ワイヤーを差し込むだけで固定でき、位置や高さも自在に調整できる独自機構「ARAKAWA GRIP」を開発・製造・販売する荒川技研工業(東京都渋谷区)。同社のワイヤーシステムは近年、収納棚やハンガーラック、室内物干しなど住宅向け用途での活用が広がっている。
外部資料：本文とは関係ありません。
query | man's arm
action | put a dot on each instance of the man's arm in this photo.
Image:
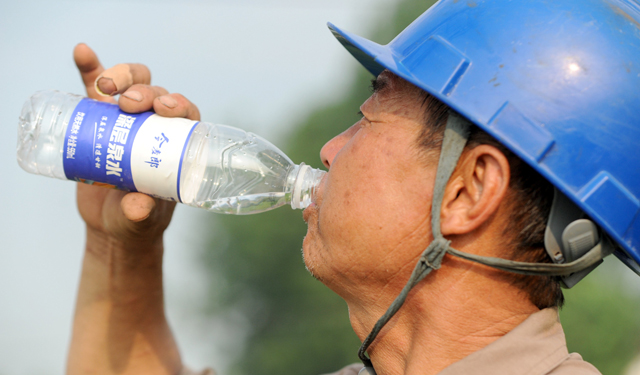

入居者のライフスタイルに合わせて後から機能を追加できる点が、既存住宅の価値向上や差別化につながるものとして注目を集めている。
収納棚、物干しなど簡単設置
500種類の製品開発
――ワイヤーシステムは住宅設備としてはなじみが薄いですが、実際どのような使われ方をしているのでしょうか。
以前から〝ピクチャーレール〟として絵画や写真を飾る用途が知られていますが、近年は収納棚やハンガーラック、バッグホルダー、室内物干しなどでの住宅向け用途が広がっています。
――ワイヤーシステムを活用して収納棚や室内干しなどを設置するということですね。
基本的には「レール」「レールアタッチメント」「ワイヤー」「フック」の4要素で構成されており、用途に応じて組み合わせることができます。特徴は、レールだけを先に設置しておけば、収納棚やハンガーラックなどのパーツを後から追加できるという点です。固定された設備ではなく、入居者の暮らし方に合わせて空間も変えられることが、私たちの提供する価値だと考えています。住宅向けでは10kgタイプから用意していますが、重量物に対応する150kgタイプまで幅広いラインアップを用意しています。